Lignin is a complex reticulated phenolic polymer that occurs in xylem of most terrestrial plants and is the second most abundant biopolymer in nature, corresponding to around 30% of the biosphere organic carbon. This macromolecule is one of the biggest wood components and also one of the most important. Even the lignin has a significant role in technology, in the bioethanol production process valuable chemical properties and functions from lignin and hemicelluloses are not fully recovery, the black liquor result from process being using specially for energy recovery. About half of wood components are dissolved into this black liquor. The dissolved organic compounds consist mainly in degraded lignin and also hemicelluloses and cellulose degradation products. Also, phenols derived from biomass are valuable and useful chemicals, due to their pharmacological properties including antiviral inhibitor (anti-HIV). These compounds with good antioxidant activity can be used to preserve food from lipid peroxidation and oxidative damage occurring in living systems (Martinez et. al., 1996; Mahugo Santana et. al., 2009; Nenkova, et. al.2011).
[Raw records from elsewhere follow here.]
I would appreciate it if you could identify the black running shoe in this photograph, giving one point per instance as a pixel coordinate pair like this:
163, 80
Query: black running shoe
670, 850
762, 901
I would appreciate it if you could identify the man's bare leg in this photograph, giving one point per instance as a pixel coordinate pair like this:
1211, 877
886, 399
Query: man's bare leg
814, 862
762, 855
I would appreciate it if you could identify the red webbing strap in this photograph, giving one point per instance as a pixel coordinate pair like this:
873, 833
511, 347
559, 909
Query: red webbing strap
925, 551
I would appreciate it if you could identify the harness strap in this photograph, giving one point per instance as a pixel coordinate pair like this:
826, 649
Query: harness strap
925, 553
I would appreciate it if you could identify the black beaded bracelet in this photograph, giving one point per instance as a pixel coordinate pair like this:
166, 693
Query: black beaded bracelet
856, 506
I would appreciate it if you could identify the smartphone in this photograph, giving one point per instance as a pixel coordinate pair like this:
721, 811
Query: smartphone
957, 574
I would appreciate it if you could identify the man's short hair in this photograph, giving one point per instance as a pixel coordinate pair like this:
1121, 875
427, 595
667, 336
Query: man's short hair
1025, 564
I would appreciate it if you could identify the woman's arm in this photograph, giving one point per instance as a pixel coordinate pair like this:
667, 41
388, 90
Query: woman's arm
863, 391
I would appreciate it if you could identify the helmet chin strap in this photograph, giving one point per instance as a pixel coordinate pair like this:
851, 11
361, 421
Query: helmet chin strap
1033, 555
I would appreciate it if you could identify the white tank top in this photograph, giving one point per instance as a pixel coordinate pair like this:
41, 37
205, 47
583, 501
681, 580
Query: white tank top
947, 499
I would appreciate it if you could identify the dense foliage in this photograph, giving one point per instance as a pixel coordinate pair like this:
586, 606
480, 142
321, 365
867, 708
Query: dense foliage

Antioxidants can also prevent the loss of food color, flavor and active vitamins content, providing the stabilization of the molecules involved in such characteristics. They can also be used for the production of adhesives and for the synthesis of polymer.

It is well known that, biomass also contains many other natural products: waxes and fatty acids, polyacetylenes, terpenoids (e. g., monoterpenoids, iridoids, sesquiterpenoids, diterpenoids, triterpenoids), steroids, essential oils, phenolics, flavonoids, tannins, anthocyanins, quinones, coumarins, lignans, alkaloids, and glycosidic derivatives (e. g., saponins, glycosides, flavonoid glycosides) (Alonso et. al., 1998; Japon-Lujan et. al., 2006; Faustino, 2010; Fang et. al., 2009; Gallo, 2010; Carro, 1997; Kojima, 2004). In this regards, are needed more studies to recover these important compounds from biomass for use in pharmaceutical industry, food industry, and so.